ÜNAL KACIR (İstanbul) - Ya kimse söyle!
TANJU ÖZCAN (Devamla) - Bu kol kimin kolu arkadaşlar, bu kol kimin kolu? Bu kol kimin kolu?
Arkadaşlar, bu kolu tanırsınız siz; bu kol, dünyanın en zengin Başbakanının kolu.
BÜLENT TURAN (İstanbul) - Ya yapma ya! Ayıp ya!
TANJU ÖZCAN (Devamla) - Yani sizin Genel Başkanınızın kolu.
BÜLENT TURAN (İstanbul) -Bu ne ya?
TANJU ÖZCAN (Devamla) - Kol önemli değil arkadaşlar, kol burada teferruat.
AHMET AYDIN (Adıyaman) - Sayın Başkan, böyle ithamlar olabilir mi ya?
TANJU ÖZCAN (Devamla) - Kol herkeste var, ben koldaki saate dikkat çekmek istiyorum.
AHMET AYDIN (Adıyaman)- İspatlamayan müfteridir dünyanın en zengin Başbakanı olduğunu.
TANJU ÖZCAN (Devamla) - Ben koldaki saate dikkat çekmek istiyorum.
AHMET AYDIN (Adıyaman) - İspatlamayan müfteridir.
TANJU ÖZCAN (Devamla) - Arkadaşlar, bu saat kimin? Sayın Başbakanın.
AHMET AYDIN (Adıyaman) - İftiracıdır ispatlamayan dünyanın en zengin Başbakanı olduğunu.
TANJU ÖZCAN (Devamla) - Bu saatin değeri, anlayanlar diyor ki 700 bin dolar.
Başbakanımız kaç yıldır milletvekili arkadaşlar?
BÜLENT TURAN (İstanbul) - Yalancı ne olsun Tanju? Tanju, yalancı ne olsun?
TANJU ÖZCAN (Devamla) - Başbakanımız yaklaşık on bir yıldan bu yana milletvekili.
BÜLENT TURAN (İstanbul) - Tanju, yalancı ne olsun?

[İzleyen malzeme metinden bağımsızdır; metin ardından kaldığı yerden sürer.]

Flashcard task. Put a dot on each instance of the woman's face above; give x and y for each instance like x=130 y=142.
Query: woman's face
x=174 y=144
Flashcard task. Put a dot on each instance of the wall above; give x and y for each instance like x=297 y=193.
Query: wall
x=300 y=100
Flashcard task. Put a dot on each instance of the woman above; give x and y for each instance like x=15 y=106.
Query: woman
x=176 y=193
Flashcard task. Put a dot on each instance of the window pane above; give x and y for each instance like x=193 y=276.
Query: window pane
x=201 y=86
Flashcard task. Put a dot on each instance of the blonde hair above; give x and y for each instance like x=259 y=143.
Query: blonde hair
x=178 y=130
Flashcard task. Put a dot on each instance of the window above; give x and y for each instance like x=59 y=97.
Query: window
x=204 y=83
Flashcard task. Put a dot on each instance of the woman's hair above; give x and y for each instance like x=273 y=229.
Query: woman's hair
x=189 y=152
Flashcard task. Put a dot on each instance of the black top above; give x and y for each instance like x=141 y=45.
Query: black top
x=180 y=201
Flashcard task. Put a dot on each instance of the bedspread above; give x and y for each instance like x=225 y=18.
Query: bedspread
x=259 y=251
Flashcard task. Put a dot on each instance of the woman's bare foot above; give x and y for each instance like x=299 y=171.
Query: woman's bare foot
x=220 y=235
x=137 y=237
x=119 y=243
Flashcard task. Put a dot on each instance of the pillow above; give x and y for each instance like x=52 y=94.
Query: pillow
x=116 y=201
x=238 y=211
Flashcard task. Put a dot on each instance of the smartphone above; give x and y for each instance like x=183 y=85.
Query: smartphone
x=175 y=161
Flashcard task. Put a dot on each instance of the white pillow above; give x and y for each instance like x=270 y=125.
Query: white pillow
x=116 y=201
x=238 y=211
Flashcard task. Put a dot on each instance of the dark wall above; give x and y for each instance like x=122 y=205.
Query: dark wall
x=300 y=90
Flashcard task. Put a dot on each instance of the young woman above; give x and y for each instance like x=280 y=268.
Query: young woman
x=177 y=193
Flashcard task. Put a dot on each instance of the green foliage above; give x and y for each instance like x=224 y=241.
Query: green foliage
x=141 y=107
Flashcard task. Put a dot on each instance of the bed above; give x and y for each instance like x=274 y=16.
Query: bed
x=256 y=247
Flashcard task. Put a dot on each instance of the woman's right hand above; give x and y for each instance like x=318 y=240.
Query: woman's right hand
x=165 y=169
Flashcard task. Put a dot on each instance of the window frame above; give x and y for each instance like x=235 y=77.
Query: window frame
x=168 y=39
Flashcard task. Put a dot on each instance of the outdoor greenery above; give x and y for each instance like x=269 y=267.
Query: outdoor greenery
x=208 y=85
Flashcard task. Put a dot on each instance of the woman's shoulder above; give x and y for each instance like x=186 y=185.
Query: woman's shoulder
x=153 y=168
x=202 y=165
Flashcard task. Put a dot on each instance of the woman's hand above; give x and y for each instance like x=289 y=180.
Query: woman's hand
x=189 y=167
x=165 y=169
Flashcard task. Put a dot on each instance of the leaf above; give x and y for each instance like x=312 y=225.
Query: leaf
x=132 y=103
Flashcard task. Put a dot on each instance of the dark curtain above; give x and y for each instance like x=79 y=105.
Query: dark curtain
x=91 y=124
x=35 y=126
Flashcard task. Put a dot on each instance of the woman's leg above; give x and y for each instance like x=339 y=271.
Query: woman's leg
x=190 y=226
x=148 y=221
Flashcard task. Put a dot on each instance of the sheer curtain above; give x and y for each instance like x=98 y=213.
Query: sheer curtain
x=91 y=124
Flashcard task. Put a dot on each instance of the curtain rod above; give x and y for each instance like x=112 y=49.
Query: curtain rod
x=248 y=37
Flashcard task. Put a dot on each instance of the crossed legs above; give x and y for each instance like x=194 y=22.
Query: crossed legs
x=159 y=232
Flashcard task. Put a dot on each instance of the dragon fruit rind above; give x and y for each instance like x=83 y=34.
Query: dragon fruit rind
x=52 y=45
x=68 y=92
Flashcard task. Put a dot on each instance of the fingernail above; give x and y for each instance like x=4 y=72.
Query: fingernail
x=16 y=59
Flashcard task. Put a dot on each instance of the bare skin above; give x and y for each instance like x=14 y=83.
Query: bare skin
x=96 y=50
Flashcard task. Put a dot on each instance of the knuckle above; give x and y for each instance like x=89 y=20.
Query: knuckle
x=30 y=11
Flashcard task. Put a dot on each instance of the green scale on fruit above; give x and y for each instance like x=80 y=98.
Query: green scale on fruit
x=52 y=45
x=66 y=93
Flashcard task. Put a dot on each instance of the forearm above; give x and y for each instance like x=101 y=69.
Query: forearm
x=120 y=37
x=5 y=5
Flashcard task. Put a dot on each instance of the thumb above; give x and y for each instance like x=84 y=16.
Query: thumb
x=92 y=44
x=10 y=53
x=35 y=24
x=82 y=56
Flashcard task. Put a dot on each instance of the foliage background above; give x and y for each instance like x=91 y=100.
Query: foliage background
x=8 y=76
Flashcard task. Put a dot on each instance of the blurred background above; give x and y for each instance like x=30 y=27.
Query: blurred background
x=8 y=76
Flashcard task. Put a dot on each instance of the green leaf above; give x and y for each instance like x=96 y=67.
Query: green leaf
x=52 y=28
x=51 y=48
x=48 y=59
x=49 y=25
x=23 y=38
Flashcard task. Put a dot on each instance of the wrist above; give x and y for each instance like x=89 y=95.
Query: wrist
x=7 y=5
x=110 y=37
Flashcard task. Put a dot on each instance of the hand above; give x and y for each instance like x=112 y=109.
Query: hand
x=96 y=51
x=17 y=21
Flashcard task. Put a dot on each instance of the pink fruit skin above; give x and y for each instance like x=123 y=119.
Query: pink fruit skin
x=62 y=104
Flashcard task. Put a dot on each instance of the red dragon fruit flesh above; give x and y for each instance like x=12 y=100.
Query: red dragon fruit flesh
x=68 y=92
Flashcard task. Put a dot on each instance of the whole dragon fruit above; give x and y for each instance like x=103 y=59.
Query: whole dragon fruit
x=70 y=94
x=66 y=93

TANJU ÖZCAN (Devamla) - Arkadaşlar, on bir yıl boyunca milletvekili maaşlarının hepsini ayakkabı kutusuna doldurun hiç harcamadan yine de 700 bin dolarlık bir saat almaya yetmiyor; ben bunun hesabını yaptım.
HİLMİ BİLGİN (Sivas) - Sadece konuşuyorsunuz ya! Sadece konuşuyorsunuz!
TANJU ÖZCAN (Devamla) - Böyle bir şey olabilir mi arkadaşlar? Çok ayıptır.
HİLMİ BİLGİN (Sivas) - Cevabı da sen veriyorsun!
TANJU ÖZCAN (Devamla) - Arkadaşlar, ben burada saatin değerinden ziyade şunu sorguluyorum, şunu sorguluyorum: Bu saat helal parayla alınmış bir saat midir, haram parayla alınmış bir saat midir?
AHMET AYDIN (Adıyaman) - Hâlâ iftira atıyorsunuz ayıp ya!
TANJU ÖZCAN (Devamla) - Böyle bir şey olabilir mi? Nasıl bizim Başbakanımız, yırtık ayakkabıyla okuyan Başbakanımız şu anda dünyanın en zengin Başbakanı olabiliyor?
MEHMET ÖNTÜRK (Hatay) - Nereden biliyorsun?
TANJU ÖZCAN (Devamla) - Bunu çıkıp aklı eren biri anlatabildi mi topluma, millete? Arkadaşlar, bakın bu çok yanlış.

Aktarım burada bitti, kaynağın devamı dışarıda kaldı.